目的に新しく到達者を探すことを追加したコータたちは、同じ目的を持つアグモンとガブモンと一緒に行動することにして、森を越えた先にある山を登っていた。
「こんなところの先に到達者がいるのか?」ズバイガーモンは言う。
「いないとは思うけど」コータは自信なさげに答えた。
まぁ、山を登る必要性はない。どちらかといえば、山を登りつつ、迂回して反対側に移動している感じである。ある程度の高さまで山を登れば、遠くまで見通せることであるし。
「しっかし、到達者かぁ。トゥエニストだと思うか?」
「うーん、わからんのう。たぶん、違うんじゃないか」
「かーっ! ボコモンは夢がねぇなぁ!」
ズバイガーモンとその背に乗ったボコモンが先頭を行きつつ、アグモンとガブモンが真ん中を歩く。その後ろを、ドルグレモンの背に乗ったコータとトコモンが行く。
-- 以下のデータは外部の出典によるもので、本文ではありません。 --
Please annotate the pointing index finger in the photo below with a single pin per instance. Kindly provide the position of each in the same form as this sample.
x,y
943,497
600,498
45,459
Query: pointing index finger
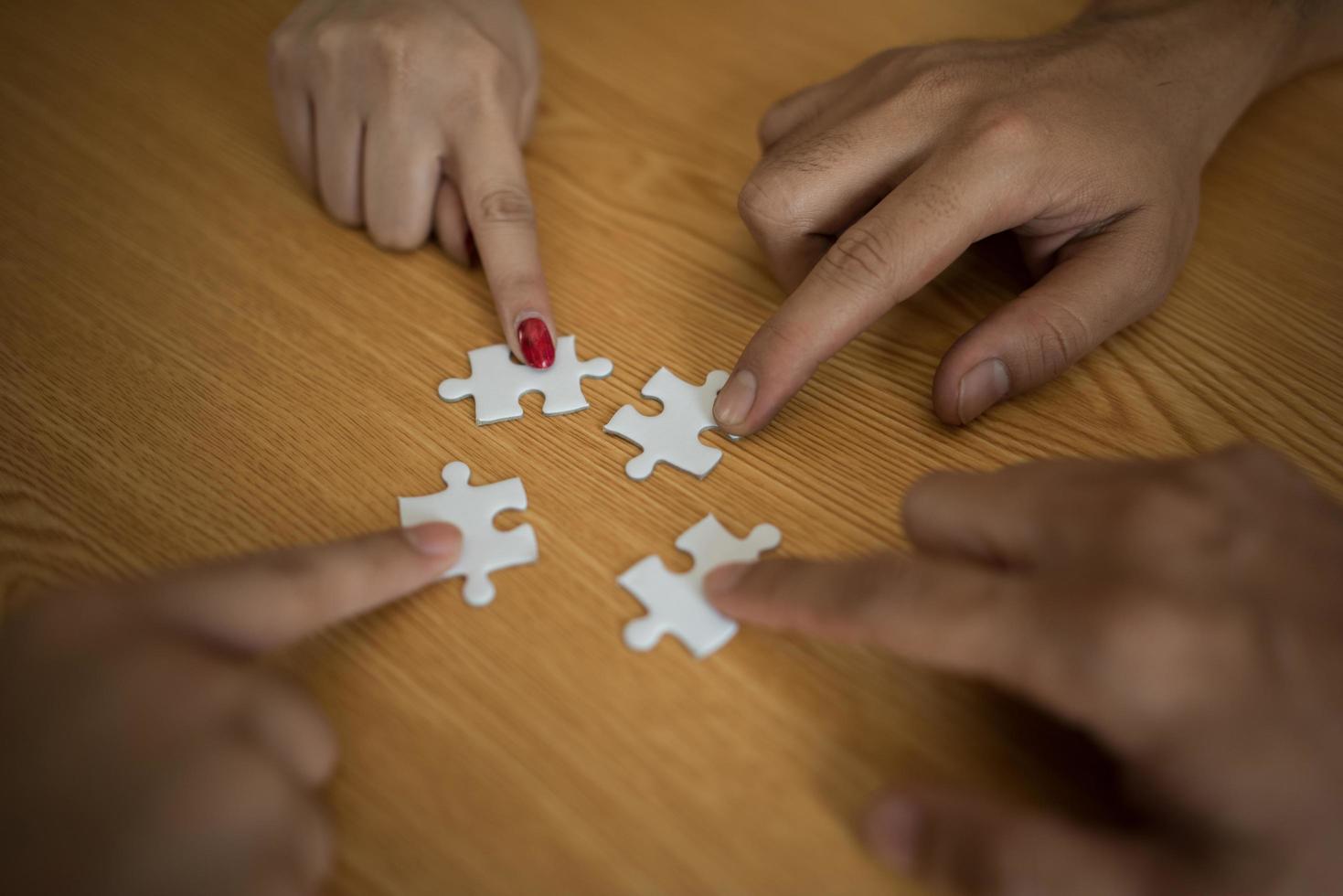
x,y
877,262
272,601
498,208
それぞれが前、左右、後ろと警戒をしつつの行進だった。
それぞれが話し続けていても、警戒を怠っていなかった。それなのに。
「ほう。不穏な風を感じて来てみれば。最近の我は妙に当たりが良いらしい」
それなのに、その風はいつの間にか彼らの周りを逆巻いていた。
「っ――!」
それは、本能の行動だった。頭で考えるよりもずっと早く、身体が動いていた。ドルグレモンが羽ばたく。その翼が引き起こした突風が、周囲に逆巻く風を吹き飛ば――
「っく!」
――せなかった。
格下のデジモンならば堪えさせずに吹き飛ばすほどの突風は、しかし、逆巻く風に呑まれて意味を成さない。
そして、逆巻く風が収縮する。コータたちは為す術もなく、風に呑まれて巻き上げられる――!
風にもみくちゃに振り回され、体勢を立て直す暇もない。
「ぐへっ」
「ぐはっ」
「ア、ウ~」
やがて、コータたちは地面に叩きつけられた。目が回って、上手く立ち上がれない。身体が言うことを聞かない。
それでも、コータたちは何とか立ち上がる。やはり目が回っていて、立ち上がった瞬間に身体が揺れて倒れそうになる。
それでも、コータたちは何とか堪える。気持ち悪くて吐きそうになる中、辺りを見れば同じように他の者たちも立ち上がっていた。
そんな彼らの目の前に、いた。
「どこかで見た方もいる。どこかで聞いた者もいる。然し、ふむ」
かの到達者――メディーバルデュークモンが。
有名な聖騎士と同じ名を冠する、風を纏った騎士が。